2

I'm looking to mmap a region of a file, make changes, and then either msync(MS_INVALIDATE) them so that my in memory changes are lost, or, should I like the changes, msync(MS_SYNC) to write them back to the underlying storage.

The msync manpage says the following on MS_INVALIDATE:

When MS_INVALIDATE is specified, msync() shall invalidate all cached copies of mapped data that are inconsistent with the permanent storage locations such that subsequent references shall obtain data that was consistent with the permanent storage locations sometime between the call to msync() and the first subsequent memory reference to the data.

This gives the impression that an MS_INVALIDATE should reset revert the memory back to the state in storage. However the changes seem to have already made their way to the device by the time I make the msync call.

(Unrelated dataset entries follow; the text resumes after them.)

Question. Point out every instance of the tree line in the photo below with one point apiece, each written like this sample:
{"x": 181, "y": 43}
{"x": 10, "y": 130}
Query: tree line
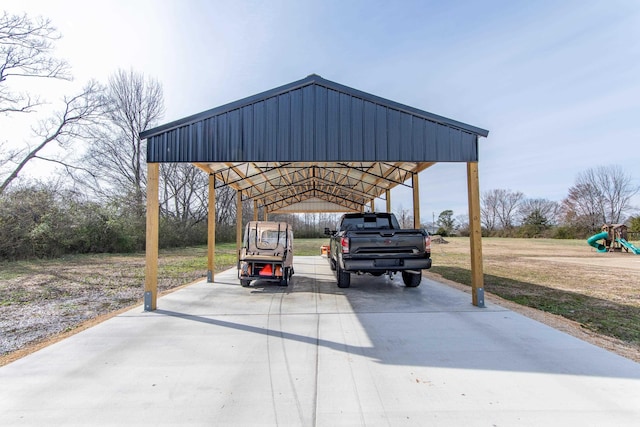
{"x": 96, "y": 199}
{"x": 600, "y": 195}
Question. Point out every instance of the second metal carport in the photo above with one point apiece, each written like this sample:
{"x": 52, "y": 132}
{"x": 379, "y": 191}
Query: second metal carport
{"x": 311, "y": 146}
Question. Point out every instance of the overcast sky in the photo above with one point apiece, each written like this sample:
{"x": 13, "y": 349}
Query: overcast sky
{"x": 557, "y": 83}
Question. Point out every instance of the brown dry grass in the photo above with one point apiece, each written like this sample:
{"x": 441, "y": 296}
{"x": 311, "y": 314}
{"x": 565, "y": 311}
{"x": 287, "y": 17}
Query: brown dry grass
{"x": 595, "y": 296}
{"x": 566, "y": 284}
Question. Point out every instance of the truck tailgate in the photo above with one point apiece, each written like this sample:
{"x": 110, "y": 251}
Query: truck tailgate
{"x": 386, "y": 243}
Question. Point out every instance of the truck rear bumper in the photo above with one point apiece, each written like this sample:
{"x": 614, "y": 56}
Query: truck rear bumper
{"x": 386, "y": 264}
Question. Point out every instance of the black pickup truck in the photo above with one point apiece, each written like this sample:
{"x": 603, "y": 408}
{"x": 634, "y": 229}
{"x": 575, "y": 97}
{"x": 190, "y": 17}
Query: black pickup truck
{"x": 374, "y": 243}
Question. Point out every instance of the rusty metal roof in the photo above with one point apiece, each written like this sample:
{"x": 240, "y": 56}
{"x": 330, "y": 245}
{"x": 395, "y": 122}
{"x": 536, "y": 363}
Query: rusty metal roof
{"x": 313, "y": 145}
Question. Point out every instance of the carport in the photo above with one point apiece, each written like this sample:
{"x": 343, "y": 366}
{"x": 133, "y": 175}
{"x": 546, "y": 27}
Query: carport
{"x": 311, "y": 146}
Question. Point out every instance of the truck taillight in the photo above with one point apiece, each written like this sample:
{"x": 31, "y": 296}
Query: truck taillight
{"x": 344, "y": 242}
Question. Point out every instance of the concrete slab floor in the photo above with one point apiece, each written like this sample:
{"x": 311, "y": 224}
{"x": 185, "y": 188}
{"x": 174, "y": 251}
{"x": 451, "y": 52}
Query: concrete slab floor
{"x": 311, "y": 354}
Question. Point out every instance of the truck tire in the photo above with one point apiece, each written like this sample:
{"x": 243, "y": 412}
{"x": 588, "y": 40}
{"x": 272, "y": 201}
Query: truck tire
{"x": 411, "y": 280}
{"x": 286, "y": 276}
{"x": 344, "y": 278}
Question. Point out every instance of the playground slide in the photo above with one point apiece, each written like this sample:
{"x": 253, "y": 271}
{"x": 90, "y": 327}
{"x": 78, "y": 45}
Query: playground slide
{"x": 593, "y": 241}
{"x": 629, "y": 246}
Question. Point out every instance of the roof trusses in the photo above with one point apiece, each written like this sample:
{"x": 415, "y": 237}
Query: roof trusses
{"x": 303, "y": 186}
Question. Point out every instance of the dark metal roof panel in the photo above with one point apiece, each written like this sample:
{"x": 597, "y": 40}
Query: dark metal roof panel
{"x": 313, "y": 120}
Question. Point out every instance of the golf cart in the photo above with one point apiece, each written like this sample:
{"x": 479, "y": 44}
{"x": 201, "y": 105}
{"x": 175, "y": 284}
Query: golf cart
{"x": 266, "y": 253}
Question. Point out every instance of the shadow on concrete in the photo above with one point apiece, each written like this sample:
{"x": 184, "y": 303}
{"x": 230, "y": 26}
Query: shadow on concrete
{"x": 432, "y": 325}
{"x": 607, "y": 317}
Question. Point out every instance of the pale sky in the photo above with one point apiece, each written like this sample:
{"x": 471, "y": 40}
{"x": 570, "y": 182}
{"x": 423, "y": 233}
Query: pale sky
{"x": 557, "y": 83}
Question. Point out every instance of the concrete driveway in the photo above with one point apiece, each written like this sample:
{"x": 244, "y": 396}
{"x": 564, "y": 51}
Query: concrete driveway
{"x": 376, "y": 354}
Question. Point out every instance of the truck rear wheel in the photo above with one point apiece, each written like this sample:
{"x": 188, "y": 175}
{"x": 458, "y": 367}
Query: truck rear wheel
{"x": 285, "y": 277}
{"x": 411, "y": 280}
{"x": 344, "y": 278}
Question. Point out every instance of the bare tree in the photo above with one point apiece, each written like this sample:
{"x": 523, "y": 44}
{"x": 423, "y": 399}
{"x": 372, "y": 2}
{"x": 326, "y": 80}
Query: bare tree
{"x": 489, "y": 203}
{"x": 118, "y": 155}
{"x": 26, "y": 47}
{"x": 184, "y": 192}
{"x": 499, "y": 207}
{"x": 508, "y": 207}
{"x": 600, "y": 195}
{"x": 542, "y": 208}
{"x": 73, "y": 121}
{"x": 405, "y": 219}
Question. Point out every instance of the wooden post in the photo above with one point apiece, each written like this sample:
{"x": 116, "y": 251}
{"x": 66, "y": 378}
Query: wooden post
{"x": 477, "y": 274}
{"x": 239, "y": 222}
{"x": 151, "y": 254}
{"x": 388, "y": 197}
{"x": 416, "y": 201}
{"x": 211, "y": 229}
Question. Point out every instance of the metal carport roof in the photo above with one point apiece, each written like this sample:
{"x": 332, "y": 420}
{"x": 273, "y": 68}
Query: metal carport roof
{"x": 313, "y": 145}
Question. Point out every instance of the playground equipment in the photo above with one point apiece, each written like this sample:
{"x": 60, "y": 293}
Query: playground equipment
{"x": 615, "y": 239}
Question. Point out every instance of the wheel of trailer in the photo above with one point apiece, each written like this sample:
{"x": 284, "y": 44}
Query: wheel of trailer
{"x": 344, "y": 278}
{"x": 411, "y": 280}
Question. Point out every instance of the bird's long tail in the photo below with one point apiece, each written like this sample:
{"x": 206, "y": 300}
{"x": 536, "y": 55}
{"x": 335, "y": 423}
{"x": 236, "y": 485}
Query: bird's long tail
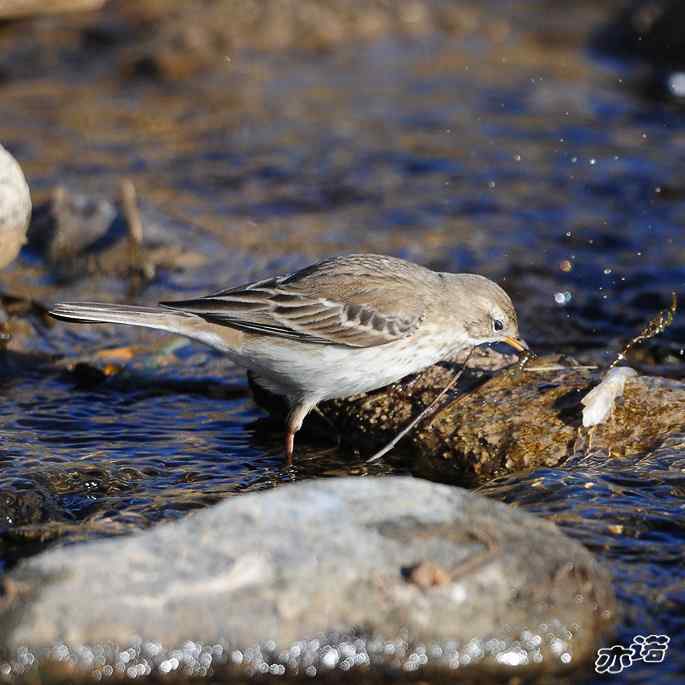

  1. Can I delay or prevent data from being written back to the device automatically?
  2. Is it possible to operate with manual write back only?

Notes

  • The underlying storage can be several TB in size.
Matt Joiner
  • 112,946
  • 110
  • 377
  • 526
  • I am not sure that I understand what you want to achieve. The whole point of `mmap` is that it is asynchronous and allows you not to worry when there is the best point to write out buffers. `msync` is just there to give you some sort of super-sequence point. If you just want to buffer parts of a file perhaps use `read/write/fseek`, no? – Jens Gustedt Dec 08 '11 at 07:46
  • 1
    @JensGustedt: I want to lazily fetch the file as required, it's potentially several TB. If I read/write, I'll have to maintain a cache, dirty markers, as well as copy and allocate lots of stuff around. If I can do it with mmap, I'll avoid all of that. – Matt Joiner Dec 08 '11 at 09:16
  • Sure, `mmap` is just made for that purpose, you just do your modifications and the systems schedules them to land on disk, eventually. You want to have some kind of roll back or versionning or so? – Jens Gustedt Dec 08 '11 at 09:26
  • 1
    @JensGustedt: Yes, rollback and commit are the intended goals. Just missing the commit part. – Matt Joiner Dec 08 '11 at 09:55

1 Answers1

0

If this is just for the purpose of having access to a large file and doing some local modifications, just do MAP_PRIVATE and throw away the mapping once you decide you want to have the original version again.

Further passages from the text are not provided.